12.03.     Cost Items Covered.  The right of indemnification under this Article shall extend to all costs, expenses, and liabilities actually and reasonably incurred by an Agent in connection with any claim, action, or proceeding (whether civil, criminal, administrative, or other) in connection with which the Agent acted or failed to act in the Agent’s capacity as agent of the Corporation.

12.04.     Determination That Indemnification Is Proper.  If any Agent has been successful on the merits in the defense of any such action or proceeding, then the Agent shall be entitled to indemnification.  In all other situations, the Agent shall be entitled to indemnification as specified in Section 12.02 or upon adoption of a duly adopted resolution of the Board of Directors or the members approving a claim for indemnification.  Any such resolution must be adopted by the Board of Directors by a majority vote of a quorum consisting of Directors who were not parties to the action or proceeding, or by the members.

12.05.     Advance Payment of Expenses.  Expenses incurred by an Agent in defending any action or proceeding may be paid by the Corporation in advance of the final disposition of such action or proceeding.  In each instance, such advance payment must be authorized by the Board of Directors, and such authorization may only be granted after receipt of an undertaking by the Agent to repay the amount advanced, unless it is ultimately determined that the Agent is entitled to indemnification in accordance with the provisions of Section 12.02.

12.06.     Continuation of Right to Indemnification.  Such right to indemnification shall continue as to a person who has ceased to be a member of the Board of Directors or an officer or member of such committee, and shall endure to the benefit of the heirs, executors, and administrators of such a person.

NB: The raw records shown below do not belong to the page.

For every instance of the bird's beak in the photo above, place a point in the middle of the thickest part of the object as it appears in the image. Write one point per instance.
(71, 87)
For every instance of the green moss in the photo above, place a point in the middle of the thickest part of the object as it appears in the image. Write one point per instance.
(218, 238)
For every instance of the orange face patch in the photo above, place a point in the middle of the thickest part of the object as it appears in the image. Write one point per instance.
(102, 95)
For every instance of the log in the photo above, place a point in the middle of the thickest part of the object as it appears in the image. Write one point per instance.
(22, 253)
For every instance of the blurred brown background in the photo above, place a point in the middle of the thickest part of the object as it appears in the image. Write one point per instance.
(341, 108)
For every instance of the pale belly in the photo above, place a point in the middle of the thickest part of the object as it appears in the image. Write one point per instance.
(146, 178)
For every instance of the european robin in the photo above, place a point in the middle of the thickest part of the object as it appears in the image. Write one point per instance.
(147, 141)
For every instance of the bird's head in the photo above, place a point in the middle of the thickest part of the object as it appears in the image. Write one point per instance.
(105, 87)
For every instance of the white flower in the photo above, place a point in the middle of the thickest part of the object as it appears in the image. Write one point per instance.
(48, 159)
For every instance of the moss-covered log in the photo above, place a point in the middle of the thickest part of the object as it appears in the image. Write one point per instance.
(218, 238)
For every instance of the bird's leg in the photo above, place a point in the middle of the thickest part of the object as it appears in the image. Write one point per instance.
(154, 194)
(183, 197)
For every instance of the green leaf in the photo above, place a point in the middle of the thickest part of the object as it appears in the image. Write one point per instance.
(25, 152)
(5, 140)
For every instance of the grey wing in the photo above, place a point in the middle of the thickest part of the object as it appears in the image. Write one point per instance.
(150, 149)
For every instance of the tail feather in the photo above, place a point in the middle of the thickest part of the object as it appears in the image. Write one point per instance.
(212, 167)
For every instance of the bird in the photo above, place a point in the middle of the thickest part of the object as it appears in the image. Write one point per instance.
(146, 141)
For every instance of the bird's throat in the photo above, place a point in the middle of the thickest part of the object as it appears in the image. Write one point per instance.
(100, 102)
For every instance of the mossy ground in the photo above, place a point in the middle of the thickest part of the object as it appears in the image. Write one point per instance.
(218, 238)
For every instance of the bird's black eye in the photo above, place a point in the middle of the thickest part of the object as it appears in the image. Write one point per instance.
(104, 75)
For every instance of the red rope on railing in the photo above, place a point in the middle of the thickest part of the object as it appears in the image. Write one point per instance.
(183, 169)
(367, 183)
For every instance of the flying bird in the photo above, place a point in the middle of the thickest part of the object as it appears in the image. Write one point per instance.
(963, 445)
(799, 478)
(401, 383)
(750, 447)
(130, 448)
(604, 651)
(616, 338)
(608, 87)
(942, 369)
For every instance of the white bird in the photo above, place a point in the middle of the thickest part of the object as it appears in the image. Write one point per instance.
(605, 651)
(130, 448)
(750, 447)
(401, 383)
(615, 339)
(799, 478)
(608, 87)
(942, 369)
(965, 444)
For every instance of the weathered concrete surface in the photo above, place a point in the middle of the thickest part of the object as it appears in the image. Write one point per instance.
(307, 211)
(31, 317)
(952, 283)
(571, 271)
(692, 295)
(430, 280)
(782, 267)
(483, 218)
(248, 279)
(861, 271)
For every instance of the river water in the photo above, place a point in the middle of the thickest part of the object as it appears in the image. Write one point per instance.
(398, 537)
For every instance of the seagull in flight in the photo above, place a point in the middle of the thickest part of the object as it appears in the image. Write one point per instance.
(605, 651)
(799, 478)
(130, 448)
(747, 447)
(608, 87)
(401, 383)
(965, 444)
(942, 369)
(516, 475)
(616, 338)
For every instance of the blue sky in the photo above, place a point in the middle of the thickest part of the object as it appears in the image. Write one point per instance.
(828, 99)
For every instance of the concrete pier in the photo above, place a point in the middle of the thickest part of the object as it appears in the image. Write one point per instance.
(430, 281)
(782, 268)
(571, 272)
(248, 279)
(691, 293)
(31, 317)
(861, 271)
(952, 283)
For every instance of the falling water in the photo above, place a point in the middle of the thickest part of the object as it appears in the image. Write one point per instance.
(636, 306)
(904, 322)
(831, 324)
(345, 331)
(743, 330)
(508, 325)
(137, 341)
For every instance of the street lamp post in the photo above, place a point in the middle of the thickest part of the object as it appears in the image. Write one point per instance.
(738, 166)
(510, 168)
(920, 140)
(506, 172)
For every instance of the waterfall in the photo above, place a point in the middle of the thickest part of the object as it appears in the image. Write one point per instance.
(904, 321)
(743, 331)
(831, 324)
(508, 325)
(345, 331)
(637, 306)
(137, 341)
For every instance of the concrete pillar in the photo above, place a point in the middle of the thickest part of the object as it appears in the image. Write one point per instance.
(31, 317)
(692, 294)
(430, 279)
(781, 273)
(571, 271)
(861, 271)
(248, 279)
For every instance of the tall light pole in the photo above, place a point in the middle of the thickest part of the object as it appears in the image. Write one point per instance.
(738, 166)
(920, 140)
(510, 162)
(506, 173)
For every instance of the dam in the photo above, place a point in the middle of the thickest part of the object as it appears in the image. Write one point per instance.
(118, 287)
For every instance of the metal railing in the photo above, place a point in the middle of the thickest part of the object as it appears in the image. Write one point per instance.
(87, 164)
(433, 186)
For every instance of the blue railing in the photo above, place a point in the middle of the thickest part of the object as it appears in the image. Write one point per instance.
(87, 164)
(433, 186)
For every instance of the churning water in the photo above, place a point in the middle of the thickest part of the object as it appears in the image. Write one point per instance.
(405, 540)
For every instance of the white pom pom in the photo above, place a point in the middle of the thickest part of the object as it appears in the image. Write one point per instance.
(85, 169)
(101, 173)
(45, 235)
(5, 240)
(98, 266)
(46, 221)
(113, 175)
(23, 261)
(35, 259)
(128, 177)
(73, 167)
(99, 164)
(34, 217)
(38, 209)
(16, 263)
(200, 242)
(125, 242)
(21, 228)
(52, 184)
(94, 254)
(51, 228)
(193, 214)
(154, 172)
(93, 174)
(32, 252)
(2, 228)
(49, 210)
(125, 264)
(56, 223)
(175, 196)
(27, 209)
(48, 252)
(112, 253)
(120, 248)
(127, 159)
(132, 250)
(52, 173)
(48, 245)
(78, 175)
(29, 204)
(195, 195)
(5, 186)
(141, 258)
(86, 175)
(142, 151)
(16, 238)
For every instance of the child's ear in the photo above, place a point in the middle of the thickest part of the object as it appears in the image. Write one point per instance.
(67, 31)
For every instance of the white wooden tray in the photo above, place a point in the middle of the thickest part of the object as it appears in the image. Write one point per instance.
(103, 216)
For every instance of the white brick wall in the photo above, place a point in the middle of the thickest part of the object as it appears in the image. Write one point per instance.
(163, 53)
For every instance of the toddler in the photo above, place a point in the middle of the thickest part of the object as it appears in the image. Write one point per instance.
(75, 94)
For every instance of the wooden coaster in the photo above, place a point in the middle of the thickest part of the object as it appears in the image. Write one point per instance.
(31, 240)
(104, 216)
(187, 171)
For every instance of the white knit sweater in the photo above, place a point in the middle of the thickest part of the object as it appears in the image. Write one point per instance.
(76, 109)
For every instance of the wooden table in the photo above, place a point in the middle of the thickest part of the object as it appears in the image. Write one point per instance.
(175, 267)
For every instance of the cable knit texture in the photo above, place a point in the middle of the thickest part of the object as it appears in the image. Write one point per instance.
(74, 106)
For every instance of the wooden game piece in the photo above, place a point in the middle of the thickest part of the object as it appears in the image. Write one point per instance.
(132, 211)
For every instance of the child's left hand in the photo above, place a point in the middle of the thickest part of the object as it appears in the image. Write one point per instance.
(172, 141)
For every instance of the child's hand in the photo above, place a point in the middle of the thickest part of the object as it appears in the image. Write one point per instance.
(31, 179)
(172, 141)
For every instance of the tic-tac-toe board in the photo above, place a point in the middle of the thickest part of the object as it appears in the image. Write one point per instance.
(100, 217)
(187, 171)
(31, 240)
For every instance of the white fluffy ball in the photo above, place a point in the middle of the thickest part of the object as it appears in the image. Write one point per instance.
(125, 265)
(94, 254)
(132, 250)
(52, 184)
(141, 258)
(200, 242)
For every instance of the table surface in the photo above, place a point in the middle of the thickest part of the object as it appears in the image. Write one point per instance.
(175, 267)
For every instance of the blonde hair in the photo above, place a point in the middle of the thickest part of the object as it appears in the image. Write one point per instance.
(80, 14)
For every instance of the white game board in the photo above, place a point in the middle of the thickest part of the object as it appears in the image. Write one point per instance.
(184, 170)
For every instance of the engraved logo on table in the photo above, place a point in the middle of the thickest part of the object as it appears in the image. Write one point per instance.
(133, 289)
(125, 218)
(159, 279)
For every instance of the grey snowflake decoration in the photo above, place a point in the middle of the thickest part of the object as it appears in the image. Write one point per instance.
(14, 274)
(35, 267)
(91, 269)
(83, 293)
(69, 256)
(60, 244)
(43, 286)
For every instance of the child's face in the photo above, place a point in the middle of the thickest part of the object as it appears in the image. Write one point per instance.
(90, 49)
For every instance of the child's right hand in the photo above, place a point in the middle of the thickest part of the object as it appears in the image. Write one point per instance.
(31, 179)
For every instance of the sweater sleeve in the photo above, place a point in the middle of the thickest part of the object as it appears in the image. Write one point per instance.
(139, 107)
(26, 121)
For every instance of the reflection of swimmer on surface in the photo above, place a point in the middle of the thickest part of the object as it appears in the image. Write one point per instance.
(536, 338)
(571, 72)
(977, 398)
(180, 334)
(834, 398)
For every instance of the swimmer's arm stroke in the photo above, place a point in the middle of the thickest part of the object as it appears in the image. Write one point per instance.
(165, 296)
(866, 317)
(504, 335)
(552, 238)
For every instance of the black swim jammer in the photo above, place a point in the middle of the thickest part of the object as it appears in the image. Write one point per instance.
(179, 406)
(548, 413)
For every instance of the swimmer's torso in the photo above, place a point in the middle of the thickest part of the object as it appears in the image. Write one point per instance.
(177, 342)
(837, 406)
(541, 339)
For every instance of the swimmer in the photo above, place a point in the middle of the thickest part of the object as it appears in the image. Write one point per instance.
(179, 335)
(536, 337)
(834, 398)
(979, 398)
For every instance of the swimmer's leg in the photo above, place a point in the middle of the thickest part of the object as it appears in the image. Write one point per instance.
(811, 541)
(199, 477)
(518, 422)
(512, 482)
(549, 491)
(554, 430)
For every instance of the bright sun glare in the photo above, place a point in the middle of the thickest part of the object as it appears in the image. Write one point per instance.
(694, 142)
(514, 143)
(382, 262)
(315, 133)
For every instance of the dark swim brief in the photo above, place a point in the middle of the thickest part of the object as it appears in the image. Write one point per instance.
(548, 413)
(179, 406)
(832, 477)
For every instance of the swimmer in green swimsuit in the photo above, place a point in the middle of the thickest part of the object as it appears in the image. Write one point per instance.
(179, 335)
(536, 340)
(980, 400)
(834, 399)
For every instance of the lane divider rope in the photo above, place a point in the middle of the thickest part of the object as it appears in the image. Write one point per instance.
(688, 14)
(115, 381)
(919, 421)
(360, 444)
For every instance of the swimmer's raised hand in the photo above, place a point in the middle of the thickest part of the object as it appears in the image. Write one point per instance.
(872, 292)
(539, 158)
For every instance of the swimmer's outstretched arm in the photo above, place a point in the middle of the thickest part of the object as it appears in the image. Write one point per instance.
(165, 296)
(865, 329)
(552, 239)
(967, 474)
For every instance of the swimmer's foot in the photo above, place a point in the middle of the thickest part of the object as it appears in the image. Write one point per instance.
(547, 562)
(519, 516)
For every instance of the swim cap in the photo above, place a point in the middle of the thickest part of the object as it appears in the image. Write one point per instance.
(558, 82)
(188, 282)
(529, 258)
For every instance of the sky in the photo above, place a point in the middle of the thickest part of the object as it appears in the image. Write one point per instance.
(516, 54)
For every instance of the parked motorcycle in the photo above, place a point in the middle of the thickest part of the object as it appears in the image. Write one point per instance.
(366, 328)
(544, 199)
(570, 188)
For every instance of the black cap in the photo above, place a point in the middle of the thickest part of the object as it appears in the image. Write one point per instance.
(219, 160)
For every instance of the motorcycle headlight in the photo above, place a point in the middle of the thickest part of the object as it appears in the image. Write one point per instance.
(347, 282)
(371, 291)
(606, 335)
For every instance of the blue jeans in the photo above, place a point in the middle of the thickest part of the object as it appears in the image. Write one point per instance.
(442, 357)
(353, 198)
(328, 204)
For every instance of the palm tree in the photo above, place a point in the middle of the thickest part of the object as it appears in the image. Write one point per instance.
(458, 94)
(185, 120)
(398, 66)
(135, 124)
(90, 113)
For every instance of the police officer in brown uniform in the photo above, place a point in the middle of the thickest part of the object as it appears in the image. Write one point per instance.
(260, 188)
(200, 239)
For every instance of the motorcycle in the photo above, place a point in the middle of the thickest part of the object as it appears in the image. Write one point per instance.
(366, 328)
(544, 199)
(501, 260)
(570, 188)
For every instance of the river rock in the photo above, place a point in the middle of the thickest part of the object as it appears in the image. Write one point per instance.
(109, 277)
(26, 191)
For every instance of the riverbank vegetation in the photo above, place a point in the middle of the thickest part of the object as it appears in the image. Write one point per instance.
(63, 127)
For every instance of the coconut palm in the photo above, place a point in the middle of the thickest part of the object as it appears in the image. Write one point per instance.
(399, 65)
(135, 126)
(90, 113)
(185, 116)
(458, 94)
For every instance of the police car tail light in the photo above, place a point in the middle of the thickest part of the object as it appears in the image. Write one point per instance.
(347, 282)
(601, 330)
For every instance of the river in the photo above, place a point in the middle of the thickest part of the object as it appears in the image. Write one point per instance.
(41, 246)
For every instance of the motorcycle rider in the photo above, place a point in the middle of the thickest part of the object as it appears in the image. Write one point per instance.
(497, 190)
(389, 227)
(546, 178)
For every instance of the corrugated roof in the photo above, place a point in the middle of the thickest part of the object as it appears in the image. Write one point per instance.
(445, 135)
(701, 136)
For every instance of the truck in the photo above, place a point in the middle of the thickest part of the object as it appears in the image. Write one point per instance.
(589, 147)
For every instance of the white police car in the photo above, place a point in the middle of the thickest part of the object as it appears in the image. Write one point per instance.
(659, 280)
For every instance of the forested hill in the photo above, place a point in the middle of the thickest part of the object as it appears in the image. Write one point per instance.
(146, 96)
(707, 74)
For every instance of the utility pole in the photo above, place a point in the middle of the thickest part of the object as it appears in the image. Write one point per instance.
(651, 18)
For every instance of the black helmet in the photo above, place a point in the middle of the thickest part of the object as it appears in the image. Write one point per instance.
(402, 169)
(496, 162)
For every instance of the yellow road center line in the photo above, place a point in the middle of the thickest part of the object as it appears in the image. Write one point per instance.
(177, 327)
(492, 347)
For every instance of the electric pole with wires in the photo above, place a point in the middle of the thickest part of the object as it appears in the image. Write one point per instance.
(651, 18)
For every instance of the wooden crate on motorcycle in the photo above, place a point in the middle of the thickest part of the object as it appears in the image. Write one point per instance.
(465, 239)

12.07.     Other Remedies.  The indemnification provided by these Bylaws shall not be deemed exclusive of any other rights to which those seeking indemnification may be entitled under any statute, agreement, vote by members of the Corporation or disinterested members of the Board of Directors, or otherwise.

12.08.     Insurance.  The Corporation may purchase and maintain insurance on behalf of any or all of its Agents against any liability, or settlement based on an asserted liability, incurred by them by reason of being, or having been, an Agent of the Corporation, whether or not the Corporation would have the power to indemnify them against such liability or settlement, under the provisions of the Corporation’s charter or these Bylaws.

Article XIII
AMENDMENTS

13.01.     These Bylaws may be altered, amended, or repealed, and new Bylaws may be adopted by the membership at the annual membership meeting by a two-thirds (2/3) majority vote of the membership present at such meeting.